Contagiati da subito dalle aule, dal cerimoniale delle inamovibili mummie, dagli obblighi di ruolo istituzionale, hanno sciorinato valori e concetti quasi unanimemente accettabili. E chi non sentirebbe l’obbligo di affrontare il terzo mondo interno dopo aver frequentato quello esterno, e chi essendo stato sul fronte della lotta alla mafia, non attribuirebbe priorità ai temi del ripristino della legalità e della guerra contro la criminalità organizzata?

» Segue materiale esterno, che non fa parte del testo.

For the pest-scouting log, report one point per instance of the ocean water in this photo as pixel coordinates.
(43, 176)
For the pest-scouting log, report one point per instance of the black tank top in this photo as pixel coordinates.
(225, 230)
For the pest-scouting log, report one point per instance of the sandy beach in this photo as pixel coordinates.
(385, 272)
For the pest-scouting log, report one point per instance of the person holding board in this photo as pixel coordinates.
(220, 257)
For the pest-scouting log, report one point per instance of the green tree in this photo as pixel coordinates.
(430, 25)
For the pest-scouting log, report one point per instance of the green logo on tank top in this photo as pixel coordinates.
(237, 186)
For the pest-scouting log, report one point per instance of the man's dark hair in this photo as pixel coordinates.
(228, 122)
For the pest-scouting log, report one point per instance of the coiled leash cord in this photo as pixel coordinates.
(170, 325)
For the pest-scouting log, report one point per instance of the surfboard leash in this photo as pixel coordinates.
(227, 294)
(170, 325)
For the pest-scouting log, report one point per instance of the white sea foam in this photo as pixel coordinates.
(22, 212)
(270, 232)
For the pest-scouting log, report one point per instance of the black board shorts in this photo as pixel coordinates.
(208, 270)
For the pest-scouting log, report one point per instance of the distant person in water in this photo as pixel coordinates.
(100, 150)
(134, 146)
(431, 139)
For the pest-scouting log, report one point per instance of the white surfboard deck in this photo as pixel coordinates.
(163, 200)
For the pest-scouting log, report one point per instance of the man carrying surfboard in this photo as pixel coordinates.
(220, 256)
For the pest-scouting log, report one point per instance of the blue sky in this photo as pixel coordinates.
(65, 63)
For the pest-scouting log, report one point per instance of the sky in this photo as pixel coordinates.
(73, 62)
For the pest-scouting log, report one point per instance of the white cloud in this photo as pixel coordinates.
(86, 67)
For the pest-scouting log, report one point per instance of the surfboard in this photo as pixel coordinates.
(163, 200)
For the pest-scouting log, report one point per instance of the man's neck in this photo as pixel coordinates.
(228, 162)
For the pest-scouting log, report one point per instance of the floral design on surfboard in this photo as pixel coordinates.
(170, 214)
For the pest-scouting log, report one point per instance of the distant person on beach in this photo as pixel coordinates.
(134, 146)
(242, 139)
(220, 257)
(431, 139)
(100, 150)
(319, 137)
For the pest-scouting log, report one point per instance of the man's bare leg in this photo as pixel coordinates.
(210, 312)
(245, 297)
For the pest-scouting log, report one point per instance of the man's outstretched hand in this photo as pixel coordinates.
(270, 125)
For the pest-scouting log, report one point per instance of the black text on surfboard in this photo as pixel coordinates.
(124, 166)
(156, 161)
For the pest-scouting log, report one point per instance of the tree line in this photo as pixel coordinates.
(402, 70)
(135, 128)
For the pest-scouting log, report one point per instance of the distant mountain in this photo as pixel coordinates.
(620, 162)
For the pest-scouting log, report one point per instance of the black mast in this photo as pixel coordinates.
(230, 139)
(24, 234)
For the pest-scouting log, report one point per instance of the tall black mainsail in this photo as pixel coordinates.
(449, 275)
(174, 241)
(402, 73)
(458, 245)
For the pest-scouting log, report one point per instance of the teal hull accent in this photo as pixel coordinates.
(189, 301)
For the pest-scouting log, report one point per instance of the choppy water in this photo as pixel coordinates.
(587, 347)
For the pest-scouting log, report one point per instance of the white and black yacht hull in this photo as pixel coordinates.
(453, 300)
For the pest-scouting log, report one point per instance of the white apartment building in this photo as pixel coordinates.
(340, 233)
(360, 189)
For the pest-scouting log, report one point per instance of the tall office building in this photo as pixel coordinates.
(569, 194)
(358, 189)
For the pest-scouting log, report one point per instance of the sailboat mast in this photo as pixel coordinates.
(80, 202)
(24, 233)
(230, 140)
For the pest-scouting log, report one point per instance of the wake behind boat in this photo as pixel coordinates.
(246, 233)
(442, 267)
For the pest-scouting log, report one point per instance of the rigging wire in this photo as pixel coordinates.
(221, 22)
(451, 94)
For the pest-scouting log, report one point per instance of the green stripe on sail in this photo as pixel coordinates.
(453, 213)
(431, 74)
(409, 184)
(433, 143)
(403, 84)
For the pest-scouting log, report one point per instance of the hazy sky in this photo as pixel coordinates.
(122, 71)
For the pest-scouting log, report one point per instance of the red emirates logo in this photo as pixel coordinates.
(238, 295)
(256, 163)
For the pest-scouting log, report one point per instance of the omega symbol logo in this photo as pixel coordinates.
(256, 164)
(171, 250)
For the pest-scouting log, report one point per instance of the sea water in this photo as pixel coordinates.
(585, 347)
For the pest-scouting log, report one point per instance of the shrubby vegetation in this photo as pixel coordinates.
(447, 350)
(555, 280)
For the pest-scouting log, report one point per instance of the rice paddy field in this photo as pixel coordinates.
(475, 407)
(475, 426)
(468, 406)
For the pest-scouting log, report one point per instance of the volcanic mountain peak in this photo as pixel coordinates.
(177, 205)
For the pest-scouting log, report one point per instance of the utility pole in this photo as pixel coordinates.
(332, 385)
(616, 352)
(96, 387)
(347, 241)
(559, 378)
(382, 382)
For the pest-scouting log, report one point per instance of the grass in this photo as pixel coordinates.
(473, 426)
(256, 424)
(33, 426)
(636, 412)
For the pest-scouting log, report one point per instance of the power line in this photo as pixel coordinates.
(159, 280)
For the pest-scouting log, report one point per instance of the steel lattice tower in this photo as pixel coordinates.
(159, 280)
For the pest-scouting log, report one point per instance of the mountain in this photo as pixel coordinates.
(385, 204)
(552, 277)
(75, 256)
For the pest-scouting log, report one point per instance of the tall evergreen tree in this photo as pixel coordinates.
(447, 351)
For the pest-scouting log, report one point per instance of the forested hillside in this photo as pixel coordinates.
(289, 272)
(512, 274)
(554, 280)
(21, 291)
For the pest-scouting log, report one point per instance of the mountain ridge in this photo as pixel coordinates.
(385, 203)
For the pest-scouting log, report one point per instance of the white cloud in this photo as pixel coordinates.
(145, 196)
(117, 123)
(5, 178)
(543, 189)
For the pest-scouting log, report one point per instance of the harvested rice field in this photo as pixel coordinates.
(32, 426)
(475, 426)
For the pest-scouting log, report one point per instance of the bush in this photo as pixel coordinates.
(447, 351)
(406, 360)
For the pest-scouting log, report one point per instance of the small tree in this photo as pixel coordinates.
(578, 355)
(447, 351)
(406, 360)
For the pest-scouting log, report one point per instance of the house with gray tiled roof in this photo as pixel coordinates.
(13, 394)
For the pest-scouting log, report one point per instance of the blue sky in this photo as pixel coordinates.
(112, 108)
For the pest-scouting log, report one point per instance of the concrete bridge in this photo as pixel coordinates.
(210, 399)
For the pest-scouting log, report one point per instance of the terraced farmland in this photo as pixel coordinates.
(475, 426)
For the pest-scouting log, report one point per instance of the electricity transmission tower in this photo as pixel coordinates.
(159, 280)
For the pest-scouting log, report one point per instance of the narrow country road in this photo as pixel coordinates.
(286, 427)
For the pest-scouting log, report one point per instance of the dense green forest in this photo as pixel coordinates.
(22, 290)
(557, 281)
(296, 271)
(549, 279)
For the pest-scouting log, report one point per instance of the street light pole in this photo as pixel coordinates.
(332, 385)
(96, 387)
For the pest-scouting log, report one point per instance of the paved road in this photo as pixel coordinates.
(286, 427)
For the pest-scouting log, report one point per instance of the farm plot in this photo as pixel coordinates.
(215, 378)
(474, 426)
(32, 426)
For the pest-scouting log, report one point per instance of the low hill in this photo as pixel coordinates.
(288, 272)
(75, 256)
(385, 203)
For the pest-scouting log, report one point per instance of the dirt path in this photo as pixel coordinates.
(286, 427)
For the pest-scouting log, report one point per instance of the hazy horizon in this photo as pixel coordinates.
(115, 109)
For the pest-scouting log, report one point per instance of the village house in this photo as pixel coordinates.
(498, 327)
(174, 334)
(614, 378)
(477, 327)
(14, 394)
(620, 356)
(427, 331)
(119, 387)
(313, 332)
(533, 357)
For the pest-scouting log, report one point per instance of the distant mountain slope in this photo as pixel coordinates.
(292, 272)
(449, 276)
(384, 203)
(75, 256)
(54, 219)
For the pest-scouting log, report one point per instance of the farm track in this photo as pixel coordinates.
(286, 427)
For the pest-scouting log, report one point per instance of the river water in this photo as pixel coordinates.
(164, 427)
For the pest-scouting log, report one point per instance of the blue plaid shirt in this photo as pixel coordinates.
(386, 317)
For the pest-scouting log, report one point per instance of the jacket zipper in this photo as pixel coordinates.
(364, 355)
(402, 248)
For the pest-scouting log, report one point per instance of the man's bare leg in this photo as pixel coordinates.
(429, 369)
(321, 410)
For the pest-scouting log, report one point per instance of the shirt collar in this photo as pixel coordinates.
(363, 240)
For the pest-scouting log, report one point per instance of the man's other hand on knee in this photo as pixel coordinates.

Certo dobbiamo vederli alla prova anche se è probabili che non ne avranno il tempo. Ma le lettere di intenti, come le agende, i punti da 1 a 8, i pistolotti piacioni, i roboanti richiami alla responsabilità, rischiano di rimanere al livello generico di slogan se non sono sostenuti da scelte di fondo.

Farsi carico di nuovi poveri e esodati vuol dire rovesciare l’iniquo tavolo predisposto dalla Fornero, con la cancellazione simbolica dell’Art.18, guardare con occhio solidale agli anziani deve significare mettere mano a una riforme previdenziale perversa, difendere la Costituzione è anche rafforzare i suoi contenuti lacerati e feriti in tema di diritti come di sovranità, ripristinare la legalità deve consistere in qualcosa di più profondo e potente che condurre a termine qualche operazione di successo, che peraltro Grasso ha riconosciuto anche a Berlusconi. Deve voler dire rompere quel circolo vizioso che lega indissolubilmente criminalità organizzata, evasione, riciclaggio, tolleranza delle trasgressione, sdoganata tramite condoni e scudi. Significa soprattutto andare in guerra contro la corruzione, che ha dato vita al connubio osceno tra malaffare, gestione della cosa pubblica, amministrazione dello Stato, politici, e della quale nessuno dei due pudicamente ha parlato, come se l’antipolitica fosse effetto di istinti umorali della gente, come se per far entrare la buona politica nelle aule sorde e grigie bastasse il ricambio delle facce e non delle idee e delle scelte, quelle tanto per fare degli esempi, sostenute più che accettate per un anno, dagli F35 alla “riforma” del lavoro, dal pareggio in bilancio alla fiscal compact, dalla legge “per” la corruzione, all’inazione sul fronte dalla riforma elettorale, dai tentativi di cancellazione della volontà popolare in materia di beni comuni, all’attacco a scuola e welfare, insomma quelle armi sguainate contro i poveri, contro i cittadini, che temo continueranno a sentirsi esterni, estranei, marginali, puniti, soli.